In my own clinical practice, I found that even people who went through intense trauma, including many domestic violence offenders, “big” and “small” acts of compassion are common. Sometimes they are not seen as such and remain undervalued or not integrated into a coherent story about personal values and relationships.

For the men who had abused in the past, communication in the group provided a way to expand awareness about the benefits of compassion. In the past year, several had cared for sick family members, supported someone who struggled with everyday life problems, or intended to do so in the year to come. The group discussion provided them with a rare forum to develop a language around these act, to share and celebrate them.

In my opinion, one of the keys to cultivating compassion is to remember and become aware of the “small” compassionate acts we already perform. Once we value, understand, and enjoy them, we may create more possibilities to practice compassion – perhaps with the result of enhancing our own and other’s sense of safety and “attachment security.”

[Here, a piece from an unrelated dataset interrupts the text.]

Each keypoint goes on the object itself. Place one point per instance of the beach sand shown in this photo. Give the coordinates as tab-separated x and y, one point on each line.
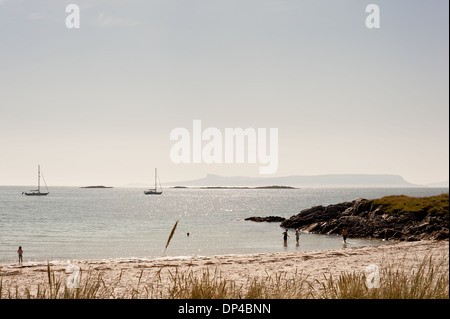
128	274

When I focus attention on the ‘good stuff’, I change neural pathways in my brain, a process called neuroplasticity. The term neuroplasticity is used to refer to our ability to change the physical structure of our brains throughout the lifespan (Siegel 2010). We can literally grow new synaptic connections through sustained and focused attention on compassionate acts. Is this going to increase your compassion? Try it out.

By reflecting and talking about past instances of turning empathy into action you may turn neural pathways into superhighways that inform future action.You turn something that is already present into the forefront and thereby make it more powerful. How have you acted compassionately lately?